Neurodiversity seems like a big thing right now, but what is it all about? And what’s with all the various neuro-this and neuro-that?
I’ll do the easy bit first: neurodiversity is the simple, observable fact that human minds are different from each other. Just like the variety of living organisms, which we call biodiversity. Same thing, only we’re talking about brains rather than plants and animals.
Neurodiversity by itself doesn’t say whether or not this is a good thing: it’s a neutral term that describes what we see when we observe human minds.
If that was the end of the story this would be a really short essay and you’d wonder why I even bothered writing about it.
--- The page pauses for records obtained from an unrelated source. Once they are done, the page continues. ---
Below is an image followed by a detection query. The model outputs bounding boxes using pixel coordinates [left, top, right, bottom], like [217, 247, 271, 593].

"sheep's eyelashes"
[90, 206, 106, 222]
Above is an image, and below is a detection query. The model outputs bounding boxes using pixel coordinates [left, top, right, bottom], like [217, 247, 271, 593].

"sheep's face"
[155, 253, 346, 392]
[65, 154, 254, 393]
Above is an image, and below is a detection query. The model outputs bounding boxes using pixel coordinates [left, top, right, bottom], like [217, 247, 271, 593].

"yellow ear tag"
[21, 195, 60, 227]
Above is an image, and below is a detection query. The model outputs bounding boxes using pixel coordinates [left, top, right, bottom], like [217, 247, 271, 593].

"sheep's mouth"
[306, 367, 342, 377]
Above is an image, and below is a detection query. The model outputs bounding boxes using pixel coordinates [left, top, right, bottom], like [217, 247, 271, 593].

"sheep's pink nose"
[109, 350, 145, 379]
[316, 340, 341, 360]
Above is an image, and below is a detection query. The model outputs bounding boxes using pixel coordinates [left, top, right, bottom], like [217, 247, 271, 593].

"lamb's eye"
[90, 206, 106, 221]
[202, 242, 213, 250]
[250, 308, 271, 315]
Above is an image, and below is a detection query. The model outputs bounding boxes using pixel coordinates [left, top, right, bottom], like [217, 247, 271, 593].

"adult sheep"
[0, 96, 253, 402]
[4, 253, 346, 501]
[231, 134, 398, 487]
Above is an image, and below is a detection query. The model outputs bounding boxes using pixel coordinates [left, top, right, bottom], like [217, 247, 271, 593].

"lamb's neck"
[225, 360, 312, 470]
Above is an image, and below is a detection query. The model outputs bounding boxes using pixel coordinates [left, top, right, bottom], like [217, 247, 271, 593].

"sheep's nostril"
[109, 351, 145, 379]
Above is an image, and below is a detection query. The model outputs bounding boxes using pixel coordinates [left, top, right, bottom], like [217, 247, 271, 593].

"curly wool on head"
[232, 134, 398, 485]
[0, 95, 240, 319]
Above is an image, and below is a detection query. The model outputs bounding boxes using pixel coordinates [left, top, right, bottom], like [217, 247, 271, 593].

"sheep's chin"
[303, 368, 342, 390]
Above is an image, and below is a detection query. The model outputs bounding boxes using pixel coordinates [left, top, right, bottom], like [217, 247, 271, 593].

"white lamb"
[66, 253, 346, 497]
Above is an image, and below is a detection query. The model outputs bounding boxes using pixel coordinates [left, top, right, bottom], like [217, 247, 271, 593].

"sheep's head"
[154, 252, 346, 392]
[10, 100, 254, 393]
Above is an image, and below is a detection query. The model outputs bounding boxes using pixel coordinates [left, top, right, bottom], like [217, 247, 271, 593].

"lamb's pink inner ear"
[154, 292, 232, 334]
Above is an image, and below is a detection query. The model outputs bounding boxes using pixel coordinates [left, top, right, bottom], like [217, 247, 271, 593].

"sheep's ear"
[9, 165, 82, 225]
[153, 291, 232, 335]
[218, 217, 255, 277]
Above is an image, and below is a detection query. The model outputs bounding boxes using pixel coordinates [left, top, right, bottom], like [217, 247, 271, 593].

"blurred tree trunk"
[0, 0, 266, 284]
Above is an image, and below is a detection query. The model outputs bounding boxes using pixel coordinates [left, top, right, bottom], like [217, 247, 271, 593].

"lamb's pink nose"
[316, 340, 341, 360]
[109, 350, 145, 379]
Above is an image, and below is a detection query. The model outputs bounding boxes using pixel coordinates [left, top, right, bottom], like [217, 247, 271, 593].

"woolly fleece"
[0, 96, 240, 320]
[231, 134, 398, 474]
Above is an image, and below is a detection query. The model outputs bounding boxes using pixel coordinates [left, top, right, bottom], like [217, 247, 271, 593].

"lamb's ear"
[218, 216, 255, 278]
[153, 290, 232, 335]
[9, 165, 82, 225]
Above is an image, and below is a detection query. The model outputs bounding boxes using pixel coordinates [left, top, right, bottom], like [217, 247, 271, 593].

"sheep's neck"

The fun starts when you pick up the neurodiversity ball and run with it. When you start asking yourself what it means, both for societies and for individuals.
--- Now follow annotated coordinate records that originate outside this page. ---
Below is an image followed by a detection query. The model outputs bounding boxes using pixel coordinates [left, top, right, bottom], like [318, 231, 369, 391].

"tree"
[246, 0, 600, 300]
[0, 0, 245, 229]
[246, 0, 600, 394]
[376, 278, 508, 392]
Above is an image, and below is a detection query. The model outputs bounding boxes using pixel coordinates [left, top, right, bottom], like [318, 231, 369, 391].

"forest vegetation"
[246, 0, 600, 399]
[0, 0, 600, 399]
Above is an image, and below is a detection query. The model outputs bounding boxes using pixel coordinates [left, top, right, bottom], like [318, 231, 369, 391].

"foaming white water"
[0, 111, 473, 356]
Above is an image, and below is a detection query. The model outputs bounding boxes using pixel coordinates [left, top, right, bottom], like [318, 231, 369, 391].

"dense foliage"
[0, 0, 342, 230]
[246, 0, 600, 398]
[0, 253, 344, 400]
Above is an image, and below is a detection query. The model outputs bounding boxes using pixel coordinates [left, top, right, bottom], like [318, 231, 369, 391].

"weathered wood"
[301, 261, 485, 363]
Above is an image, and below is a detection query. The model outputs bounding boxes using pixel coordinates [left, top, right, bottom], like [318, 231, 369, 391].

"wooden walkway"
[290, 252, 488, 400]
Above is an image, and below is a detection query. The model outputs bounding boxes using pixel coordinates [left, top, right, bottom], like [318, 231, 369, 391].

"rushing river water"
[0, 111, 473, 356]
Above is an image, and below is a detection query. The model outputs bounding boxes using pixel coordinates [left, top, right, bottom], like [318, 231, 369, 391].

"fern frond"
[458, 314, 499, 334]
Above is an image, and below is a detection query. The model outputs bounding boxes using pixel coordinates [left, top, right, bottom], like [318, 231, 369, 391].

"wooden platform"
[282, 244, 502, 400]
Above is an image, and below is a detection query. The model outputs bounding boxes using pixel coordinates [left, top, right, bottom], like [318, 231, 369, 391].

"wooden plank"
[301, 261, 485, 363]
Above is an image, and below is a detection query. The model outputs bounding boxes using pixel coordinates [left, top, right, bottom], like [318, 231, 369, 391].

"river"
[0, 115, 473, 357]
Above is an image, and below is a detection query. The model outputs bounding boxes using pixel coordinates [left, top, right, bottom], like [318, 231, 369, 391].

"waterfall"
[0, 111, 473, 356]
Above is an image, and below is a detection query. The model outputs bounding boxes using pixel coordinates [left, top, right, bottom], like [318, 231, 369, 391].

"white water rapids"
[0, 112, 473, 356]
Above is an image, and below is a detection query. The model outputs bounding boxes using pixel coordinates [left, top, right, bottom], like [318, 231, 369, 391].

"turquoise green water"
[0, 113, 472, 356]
When you think to yourself, “Biodiversity is good, right? Without bees and insects lots of plants would die and we’d all be struggling to survive here. So, is neuro-diversity good for us too?”
Time for a paradigm
Congratulations! You just arrived at the Neurodiversity Paradigm. What’s a paradigm? It’s a fancy name for a set of principles or propositions. It’s the proposal that neurodiversity is all part of natural human variety, just like we have diversity of culture, gender, belief, and even physical characteristics including height or eye colour.
It also proposes that, like culture, gender, belief, eye colour and all those other things that make us different from each other, no one type of brain is the “right” or “normal” one: all are equally valid.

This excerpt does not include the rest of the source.